A similar experiment was done to verify if the representation is consistent for the left and right grids of the local map. Scans of the box were done after turning the robot 45 degrees left and right so that the box be represented in the lateral grids. Local map resolution was set to 5 cm. Lateral grids were disposed of with a 75-degree angle from the front grid. Results are presented in
Table 2. The box represented in the lateral grids can be seen in
Figure 19.
The results in
Table 2 show that turning the robot away from the box impacts the precision of the readings slightly, but introduced errors are minimal in magnitude when compared with sensor error and the inherent half-cell error due to the grid.
Overall, several steps of the mapping strategy introduce errors to the represented map. The primary error sources are the LIDAR measurement error, the motor encoder error, the half-cell error in local and global grids, and the odometry error from the robot using the sensor. All of these error sources affected the results of the experiments done in this section. The random error found in the tests seems to be a bit bigger than expected when comparing the Hokuyo URG-04LX maximum random error of 3 cm (for distances around 1 m) found in [
6,
41,
42] to the 7 cm standard deviation present in the results. Still, it seems adequate when considering the sensor is toppled and there could be errors when positioning the box.
7. Conclusions
This paper has proposed an omnidirectional sensor composed of an actuated LIDAR and a camera, as well as a mapping strategy using 3D and RGB data using grid representation. The data from both perception sources are merged in the represented grid, supporting a novel mapping strategy of a surface in front of the robot. The surface was able to successfully represent the environment, allowing 3D mapping during navigation for mobile robots. Though there is much work to be done, the current results are already promising. The proposed mapping strategy was based on the described sensor, taking advantage of its sweeping scanning style and omnidirectional fashion. Several operations, such as human removal and movement prediction, were done to show the possibilities of this sensor and mapping strategy combo.

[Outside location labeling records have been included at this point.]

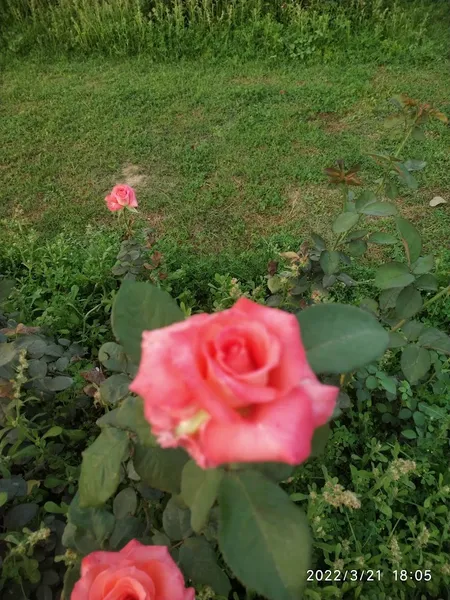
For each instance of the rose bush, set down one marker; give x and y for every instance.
(137, 571)
(238, 388)
(121, 196)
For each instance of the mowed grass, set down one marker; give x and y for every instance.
(221, 157)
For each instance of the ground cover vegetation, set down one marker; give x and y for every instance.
(300, 164)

For future work, a more robust dynamic object movement prediction can be made, transferring the acquired data to the global map so that the mobile robot can make decisions when planning a path. Object detection can also be done so that the algorithm can move towards semantic mapping, representing objects such as doors and chairs on its environment.
The sensor prototype can be vastly improved, as it was made only for research purposes with no attention to size, weight, or electrical project. A compact version of the sensor, together with a GPU development board like the Nvidia Jetson Nano, for example, should be able to perform the same functionalities with much less power consumption while being more compact. Future work with GPGPU (General Purpose GPU) processing can also be employed for the mapping strategy in operations such as sensor fusion and image feature extraction, as shown in Reference [
43].
Overall, actuated LIDARs still feature numerous research opportunities and contributions to mobile robots. The potential of these devices is far from being fully explored and it seems that every day so many new doors are opened with advances in parallel processing and deep learning that it is not possible to explore all the possibilities.